A fascinating condemnation, proving, perhaps more than anything, that Israeli Arabs have learned remarkably well to become as Israeli as the next guy.

The article goes on to paint a picture of the Israeli Arab as posing as a victim of crushing racism and poverty while actually living a life of luxury far beyond the means of the average Israeli Jew.

"They're so 'discriminated against,' that this entire [Arab] sector lives in single-family houses, that is to say, villas, which are, in fact, huge castles."

According to the anonymous author, "Every one of them lives on a jabel [hillock] of his own, as though land were an unlimited resource in this land.

"Residents of [the Israeli Arab village of] Sahnin complain of 'confiscation of lands.' But they forget that in Sahnin, 20,000 residents live on 8,000 dunams, while in Ramat Gan, for example, upwards of 150,000 people live on a total area of 12,000 dunams, a quarter of which is taken up by parks."
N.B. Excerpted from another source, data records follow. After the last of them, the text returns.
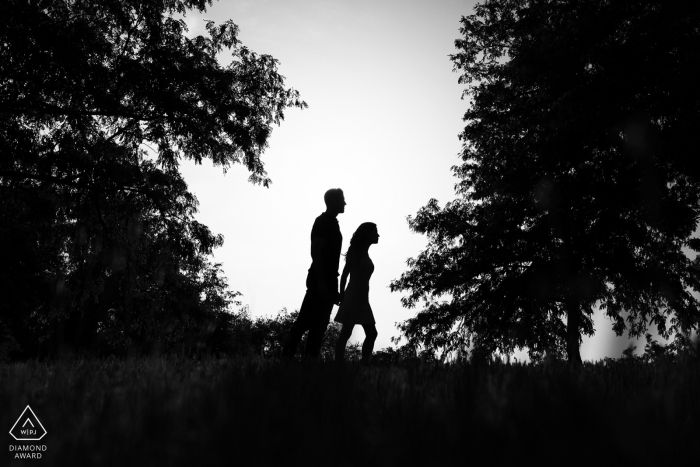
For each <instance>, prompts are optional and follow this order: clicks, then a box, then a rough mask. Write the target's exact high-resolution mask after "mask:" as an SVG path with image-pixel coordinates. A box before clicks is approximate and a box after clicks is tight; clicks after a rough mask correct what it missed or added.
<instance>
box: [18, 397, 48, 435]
mask: <svg viewBox="0 0 700 467" xmlns="http://www.w3.org/2000/svg"><path fill="white" fill-rule="evenodd" d="M10 434H11V435H12V437H13V438H15V439H16V440H17V441H39V440H40V439H41V438H43V437H44V436H46V429H45V428H44V426H43V425H42V424H41V422H40V421H39V418H38V417H37V416H36V414H34V411H33V410H32V408H31V407H29V406H27V408H26V409H24V411H23V412H22V415H20V416H19V418H18V419H17V421H16V422H15V424H14V425H12V428H10Z"/></svg>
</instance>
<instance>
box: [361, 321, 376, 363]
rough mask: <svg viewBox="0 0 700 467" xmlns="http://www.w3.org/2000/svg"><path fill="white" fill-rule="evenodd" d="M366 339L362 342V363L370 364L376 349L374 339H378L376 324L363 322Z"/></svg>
mask: <svg viewBox="0 0 700 467" xmlns="http://www.w3.org/2000/svg"><path fill="white" fill-rule="evenodd" d="M362 327H363V328H364V330H365V341H364V342H363V343H362V363H364V364H365V365H367V364H369V359H370V358H371V357H372V350H373V349H374V341H375V340H377V327H376V326H375V325H374V324H363V325H362Z"/></svg>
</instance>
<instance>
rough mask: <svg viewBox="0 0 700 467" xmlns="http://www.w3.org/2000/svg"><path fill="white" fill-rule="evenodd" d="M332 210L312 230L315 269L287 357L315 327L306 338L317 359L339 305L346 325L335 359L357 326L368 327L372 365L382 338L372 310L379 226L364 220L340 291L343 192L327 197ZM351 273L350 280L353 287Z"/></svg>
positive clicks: (288, 336)
mask: <svg viewBox="0 0 700 467" xmlns="http://www.w3.org/2000/svg"><path fill="white" fill-rule="evenodd" d="M323 199H324V201H325V202H326V211H325V212H324V213H322V214H321V215H320V216H318V217H317V218H316V221H315V222H314V226H313V228H312V229H311V259H312V262H311V267H310V268H309V274H308V275H307V276H306V295H305V296H304V301H303V302H302V304H301V309H300V310H299V315H298V316H297V319H296V321H295V322H294V324H293V325H292V328H291V330H290V331H289V333H288V334H287V336H286V337H285V341H286V342H285V345H284V349H283V351H282V355H283V356H284V357H286V358H291V357H292V356H293V355H294V353H295V352H296V349H297V345H299V341H300V340H301V336H302V335H303V334H304V332H305V331H307V330H308V331H309V336H308V338H307V341H306V356H307V357H311V358H317V357H318V355H319V353H320V351H321V343H322V341H323V335H324V334H325V332H326V328H327V327H328V323H329V322H330V318H331V311H333V305H339V308H338V313H337V315H336V317H335V321H336V322H338V323H342V328H341V330H340V336H339V337H338V341H337V342H336V346H335V359H336V361H342V360H343V357H344V355H345V345H346V344H347V342H348V339H349V338H350V335H351V334H352V329H353V328H354V327H355V325H356V324H361V325H362V327H363V328H364V330H365V341H364V343H363V344H362V363H364V364H368V363H369V359H370V357H371V356H372V349H373V348H374V341H375V340H376V339H377V328H376V327H375V325H374V324H375V321H374V315H373V314H372V308H371V307H370V306H369V279H370V276H372V272H373V271H374V264H373V263H372V260H371V259H370V257H369V254H368V250H369V247H370V245H372V244H374V243H377V242H378V241H379V234H378V233H377V226H376V225H375V224H373V223H371V222H365V223H364V224H361V225H360V226H359V227H358V228H357V230H356V231H355V233H354V234H353V236H352V239H351V240H350V246H349V247H348V251H347V252H346V254H345V267H344V268H343V274H342V275H341V277H340V291H339V290H338V266H339V263H340V250H341V246H342V243H343V236H342V235H341V233H340V227H339V226H338V220H337V219H336V218H337V217H338V214H341V213H343V212H345V205H346V203H345V197H344V195H343V190H341V189H340V188H332V189H330V190H328V191H327V192H326V194H325V195H324V197H323ZM348 275H349V276H350V284H349V285H348V287H347V289H346V288H345V284H346V283H347V279H348Z"/></svg>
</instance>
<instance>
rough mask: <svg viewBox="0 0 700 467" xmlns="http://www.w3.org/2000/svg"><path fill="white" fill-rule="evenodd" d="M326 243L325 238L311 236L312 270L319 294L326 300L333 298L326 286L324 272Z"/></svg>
mask: <svg viewBox="0 0 700 467" xmlns="http://www.w3.org/2000/svg"><path fill="white" fill-rule="evenodd" d="M325 244H326V239H325V238H323V237H311V268H312V269H311V270H312V271H313V273H314V275H315V276H316V284H317V286H318V293H319V295H320V296H321V298H322V299H324V300H331V295H330V292H329V290H328V287H327V286H326V281H325V276H324V274H323V272H324V271H323V245H325Z"/></svg>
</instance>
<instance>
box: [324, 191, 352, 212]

The real relish, however, is reserved for the blend of treachery and hypocrisy which the author finds endemic among Israeli Arabs.

"They're so 'oppressed,' that that they can openly identify with the worst of our enemies, Iran, Hezbollah, Hamas, Syria, the Islamic Jihad and they rest of the scum, and no one even seriously considers demanding the least loyalty to their own state."

At the same time, the author notes, Israeli Arabs have no interest in moving to a future Palestinian state. In a reference to a Lieberman proposal, he concludes, "They're not even prepared to remain in place and have the border fence be moved ? leaving them in 'Palestine' without their having to leave their homes."

Finally, we can all begin to sleep well at night, knowing that we can make our Arabs fit any misconceptions we choose. We can convince ourselves, in the space of an inbox, that Israeli Arabs enjoy unparalleled freedoms and prosperity. We can even accuse them of treason and, at the same time, console ourselves with their lack of true political conviction.

They live here among us. We can look right at them, and not see them at all.